Cali and I just finished our beginner class at Petsmart and we are starting a new class, with trainer with an excellent reputation, held in a building just for training, on Monday night. It is $50. more than the Petsmart class, but I think it will be worth it.


----------



## JanB (Oct 26, 2007)

Our local PetSmart has the same set-up that Nan described. I too have heard the quality of the classes varies from place to place, some being great, others not so great. You might want to observe a class before signing up.

Tessa and I begin class at our local Obedience Club this Wed evening. I chose that route because they have advanced classes, rally, agility, etc, should we want to go further. But if Petsmart was all we had or I knew I just wanted some basic obedience skills I'd definitely go that route.


----------



## Havtahava (Aug 20, 2006)

I took my first Hav to puppy obedience classes at Petsmart and it was wonderful! My puppy got to socialize with dogs of a variety of sizes and breeds in a safe, monitored setting, and he also got to learn with a lot of smells and distractions around him. Life has a variety of smells and distractions, so if he could learn there, he could function in the real world too.

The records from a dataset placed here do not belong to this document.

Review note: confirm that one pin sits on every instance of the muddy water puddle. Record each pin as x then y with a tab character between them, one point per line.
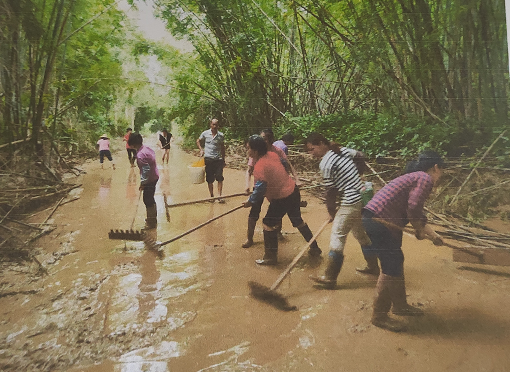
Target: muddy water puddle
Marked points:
113	305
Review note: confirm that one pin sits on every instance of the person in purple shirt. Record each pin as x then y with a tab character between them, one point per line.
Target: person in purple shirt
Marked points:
399	202
149	176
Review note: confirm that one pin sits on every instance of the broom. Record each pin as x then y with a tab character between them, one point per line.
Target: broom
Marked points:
269	295
152	244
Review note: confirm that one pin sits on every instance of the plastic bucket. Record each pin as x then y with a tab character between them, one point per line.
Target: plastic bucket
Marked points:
197	174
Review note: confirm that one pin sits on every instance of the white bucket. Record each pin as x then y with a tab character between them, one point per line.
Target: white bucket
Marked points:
197	174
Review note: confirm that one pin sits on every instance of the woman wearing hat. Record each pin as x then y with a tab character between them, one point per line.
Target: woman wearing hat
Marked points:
104	150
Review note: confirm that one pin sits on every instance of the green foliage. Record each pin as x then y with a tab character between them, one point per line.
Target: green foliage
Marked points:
375	135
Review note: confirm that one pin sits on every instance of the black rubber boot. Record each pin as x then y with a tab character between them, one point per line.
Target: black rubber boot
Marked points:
314	250
328	280
151	222
382	305
372	267
270	248
249	234
399	299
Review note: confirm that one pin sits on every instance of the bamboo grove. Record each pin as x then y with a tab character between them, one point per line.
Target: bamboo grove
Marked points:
382	73
444	63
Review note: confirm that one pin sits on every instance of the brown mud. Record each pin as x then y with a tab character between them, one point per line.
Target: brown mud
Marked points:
111	305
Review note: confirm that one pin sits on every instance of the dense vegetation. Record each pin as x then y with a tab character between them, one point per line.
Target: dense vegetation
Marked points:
381	75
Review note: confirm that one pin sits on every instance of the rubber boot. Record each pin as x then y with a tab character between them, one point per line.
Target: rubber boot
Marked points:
400	305
249	234
382	305
328	280
314	250
372	267
270	248
151	222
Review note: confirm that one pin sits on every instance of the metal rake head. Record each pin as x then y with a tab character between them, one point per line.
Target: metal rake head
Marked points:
126	234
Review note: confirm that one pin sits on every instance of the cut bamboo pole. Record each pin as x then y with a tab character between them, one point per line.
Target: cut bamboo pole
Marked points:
454	199
205	200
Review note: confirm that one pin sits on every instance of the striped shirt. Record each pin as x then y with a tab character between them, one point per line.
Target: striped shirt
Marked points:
213	144
339	171
403	198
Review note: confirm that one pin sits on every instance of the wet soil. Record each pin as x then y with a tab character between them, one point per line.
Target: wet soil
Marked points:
113	305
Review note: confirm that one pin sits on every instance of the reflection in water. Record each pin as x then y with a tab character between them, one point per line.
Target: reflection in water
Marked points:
151	308
104	187
149	359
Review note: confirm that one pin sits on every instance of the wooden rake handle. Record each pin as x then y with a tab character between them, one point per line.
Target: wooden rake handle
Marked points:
205	200
199	226
409	231
296	259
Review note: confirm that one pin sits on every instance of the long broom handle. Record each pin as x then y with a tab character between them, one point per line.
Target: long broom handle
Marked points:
296	259
409	231
199	226
205	200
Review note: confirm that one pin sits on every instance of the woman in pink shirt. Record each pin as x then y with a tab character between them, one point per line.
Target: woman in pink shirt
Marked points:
149	176
273	182
104	150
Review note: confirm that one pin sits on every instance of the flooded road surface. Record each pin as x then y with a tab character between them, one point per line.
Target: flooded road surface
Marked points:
113	305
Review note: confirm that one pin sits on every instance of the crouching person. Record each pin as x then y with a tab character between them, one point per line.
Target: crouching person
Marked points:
149	176
273	182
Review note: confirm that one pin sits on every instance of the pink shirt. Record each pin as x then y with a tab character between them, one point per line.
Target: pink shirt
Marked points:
104	144
126	137
274	149
269	169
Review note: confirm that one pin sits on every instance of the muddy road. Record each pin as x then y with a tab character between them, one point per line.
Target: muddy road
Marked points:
111	305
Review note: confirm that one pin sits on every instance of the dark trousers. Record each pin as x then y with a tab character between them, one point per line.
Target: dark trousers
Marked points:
214	170
148	194
131	155
386	245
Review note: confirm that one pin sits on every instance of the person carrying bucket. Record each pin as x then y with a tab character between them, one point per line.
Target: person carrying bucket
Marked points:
340	175
149	176
213	151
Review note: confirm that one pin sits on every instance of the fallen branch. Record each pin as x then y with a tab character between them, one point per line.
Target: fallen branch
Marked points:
454	199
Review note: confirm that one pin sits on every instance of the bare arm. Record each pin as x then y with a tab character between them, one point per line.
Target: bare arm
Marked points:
199	144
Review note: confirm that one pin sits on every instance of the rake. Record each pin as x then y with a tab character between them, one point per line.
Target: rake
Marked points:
130	234
269	295
152	244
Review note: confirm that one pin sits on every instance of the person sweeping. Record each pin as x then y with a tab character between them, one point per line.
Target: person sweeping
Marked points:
340	176
273	182
149	176
399	202
268	136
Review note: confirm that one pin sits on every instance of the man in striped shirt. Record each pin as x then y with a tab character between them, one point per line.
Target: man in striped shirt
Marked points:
340	177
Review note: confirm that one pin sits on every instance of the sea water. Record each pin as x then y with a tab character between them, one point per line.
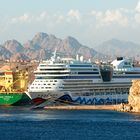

I recommend taking a puppy class from the experienced instructor and not the teenager working part time. You should be able to ask about the experience of the different instructors.


----------



## HayCarambaMama (Dec 8, 2007)

Definitely depends! Our local Petsmart has a really GREAT instructor but our class with our former puppy (not Bonnie) only had one other puppy in it so, while the attention was good, I don't think the socialization etc was what it could be. Lots of distractions in the store, but that wasn't so bad as the ring is pretty "protected." Oh, and the push CLICKER training! LOL!!


----------



## Beamer (Jan 29, 2007)

Beamer starts his beginner Obediance class this coming Thursday! 
We decided to no longer take the Pet Smart classes as they didnt seem to great. Puppy class was fun, but not much was learned.

I hope this new place is better!

Ryan


----------



## luv3havs (Jul 27, 2007)

As Tessa has said, if Petsmart/Petco classes are the only ones available,I'd definitely attend.

I took the class because I live 2 minutes from Petsmart and I liked the instructor.

My new class will be 30 minutes roundtrip.

We have lots of options in this area.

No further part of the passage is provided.